Pendant un bref instant, les deux se rappelèrent un heureux souvenir où ils se battaient et chantaient ivres en courant dans le château.
Adlaric leva les yeux vers son plus vieil ami. Dimitri lui manquerait beaucoup, presque autant qu'Adlaric manquerait à Dimitri.
Dimitri savait qu'il n'avait pas de sang alpha. Le rôle d'alpha serait très difficile pour lui. Il n'était pas destiné à être roi ; lui et ses enfants étaient destinés à être des bêtas. Changer le destin semblait mal.
Adlaric, pour la première fois depuis longtemps, sourit avec un petit hochement de tête. "Une dernière fois alors," dit-il en se levant et en se dirigeant vers le comptoir au bord de la pièce.
Il prit deux verres et les ramena à son bureau, les posant sur le bord. Dimitri se leva et s'approcha du devant du bureau tandis qu'Adlaric versait du brandy dans chaque verre.
Les deux trinquèrent avant de porter leurs verres à leurs lèvres et de boire le liquide brûlant.
Dimitri soupira de contentement et pointa son roi avec amusement.
"La fête aura lieu dans deux jours. Des familles humaines viendront aussi, car certaines ont beaucoup travaillé pour notre empire, mais il est important de savoir que tous les humains ne connaîtront pas notre monde."
Très peu d'humains savaient que les loups-garous existaient, mais ceux qui le savaient étaient aussi précieux que n'importe quel autre loup-garou aux yeux d'Adlaric.
Ces humains aidaient à cacher l'existence des loups-garous. Si un loup-garou se transformait accidentellement, les humains intervenaient avec des explications logiques ou des histoires de couverture.
"Cette fête était prévue bien avant que tu ne viennes ici ce soir, n'est-ce pas ?"
Dimitri se contenta de sourire à son roi et lui fit un clin d'œil avant de reposer le verre et de se diriger vers la porte. "Mon travail est de toujours savoir ce que tu vas faire ensuite."
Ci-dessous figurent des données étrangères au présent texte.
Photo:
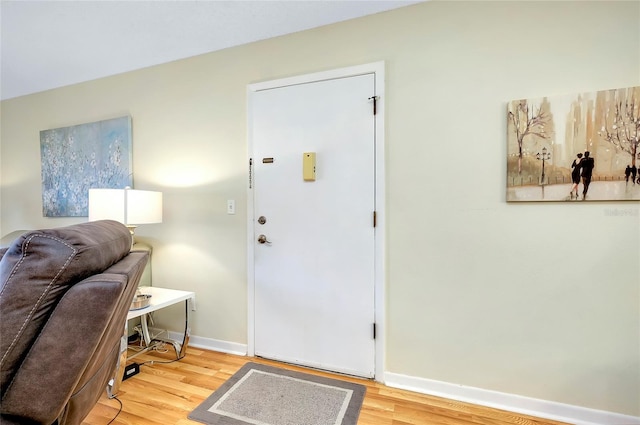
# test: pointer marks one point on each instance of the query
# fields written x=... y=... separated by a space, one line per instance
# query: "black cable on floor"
x=119 y=410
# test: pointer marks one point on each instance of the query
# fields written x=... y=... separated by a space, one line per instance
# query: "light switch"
x=309 y=166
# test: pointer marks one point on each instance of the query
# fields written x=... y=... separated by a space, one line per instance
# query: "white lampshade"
x=128 y=206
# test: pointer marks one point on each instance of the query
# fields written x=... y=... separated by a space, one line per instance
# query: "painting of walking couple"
x=580 y=147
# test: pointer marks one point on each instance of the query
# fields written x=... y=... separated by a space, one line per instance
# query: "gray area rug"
x=265 y=395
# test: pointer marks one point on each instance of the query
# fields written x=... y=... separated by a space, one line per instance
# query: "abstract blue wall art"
x=80 y=157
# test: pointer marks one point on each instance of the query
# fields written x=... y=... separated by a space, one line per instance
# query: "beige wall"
x=540 y=300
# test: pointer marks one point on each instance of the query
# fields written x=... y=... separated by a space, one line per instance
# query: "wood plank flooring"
x=165 y=393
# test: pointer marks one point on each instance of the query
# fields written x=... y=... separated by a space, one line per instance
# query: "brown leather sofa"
x=64 y=297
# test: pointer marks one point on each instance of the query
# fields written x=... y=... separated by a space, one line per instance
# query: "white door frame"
x=376 y=68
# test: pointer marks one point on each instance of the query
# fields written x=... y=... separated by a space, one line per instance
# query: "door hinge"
x=375 y=104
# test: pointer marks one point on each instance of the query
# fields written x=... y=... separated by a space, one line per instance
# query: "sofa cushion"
x=36 y=271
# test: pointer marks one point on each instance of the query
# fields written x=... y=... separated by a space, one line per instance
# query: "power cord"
x=119 y=410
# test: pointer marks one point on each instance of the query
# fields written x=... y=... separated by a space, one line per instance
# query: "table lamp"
x=128 y=206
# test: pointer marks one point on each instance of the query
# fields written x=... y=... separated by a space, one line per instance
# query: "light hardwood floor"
x=165 y=393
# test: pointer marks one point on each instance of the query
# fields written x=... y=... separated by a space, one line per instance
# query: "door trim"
x=376 y=68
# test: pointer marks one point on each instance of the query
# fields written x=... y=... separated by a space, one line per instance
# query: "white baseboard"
x=212 y=344
x=514 y=403
x=568 y=413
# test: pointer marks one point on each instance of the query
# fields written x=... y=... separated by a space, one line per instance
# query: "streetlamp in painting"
x=544 y=156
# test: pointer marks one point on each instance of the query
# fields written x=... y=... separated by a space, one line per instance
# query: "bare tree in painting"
x=526 y=123
x=622 y=125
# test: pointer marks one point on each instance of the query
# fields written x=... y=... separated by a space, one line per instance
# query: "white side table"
x=160 y=298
"Ton travail est de connaître mon premier mouvement et d'y réagir. Tu ne savais pas que je dirais oui."
"Vraiment ?" dit Dimitri en ouvrant la porte. Toute trace d'humour quitta ses yeux lorsqu'il regarda à nouveau son roi.
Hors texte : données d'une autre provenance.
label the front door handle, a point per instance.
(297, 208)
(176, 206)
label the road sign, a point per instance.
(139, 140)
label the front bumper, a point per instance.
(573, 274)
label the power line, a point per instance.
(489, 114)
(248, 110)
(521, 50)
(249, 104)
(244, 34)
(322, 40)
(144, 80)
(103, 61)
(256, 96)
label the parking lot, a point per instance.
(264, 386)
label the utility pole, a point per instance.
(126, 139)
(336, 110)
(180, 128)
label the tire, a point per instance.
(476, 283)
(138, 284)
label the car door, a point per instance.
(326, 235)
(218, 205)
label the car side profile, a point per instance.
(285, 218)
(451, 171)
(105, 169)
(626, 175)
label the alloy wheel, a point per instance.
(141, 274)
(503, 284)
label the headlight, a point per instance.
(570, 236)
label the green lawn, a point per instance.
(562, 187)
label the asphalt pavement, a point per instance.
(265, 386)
Il se sentit très triste en regardant Adlaric nettoyer les verres et les ranger.
Les yeux du roi étaient vides de tristesse, et bien qu'Adlaric essayât toujours de paraître brave, Dimitri voyait à quel point il enviait les couples qui avaient trouvé leurs compagnes. Il remarquait quand Adlaric quittait tôt les cérémonies d'accouplement ou les fêtes de bienvenue pour les bébés.
"Tu ne méritais pas toutes les mauvaises choses que la vie t'a données. Tu méritais une compagne. Je suis sûr qu'elle aurait été aussi intelligente et belle que tu l'avais imaginée. Je suis sûr qu'elle aurait été très heureuse avec toi."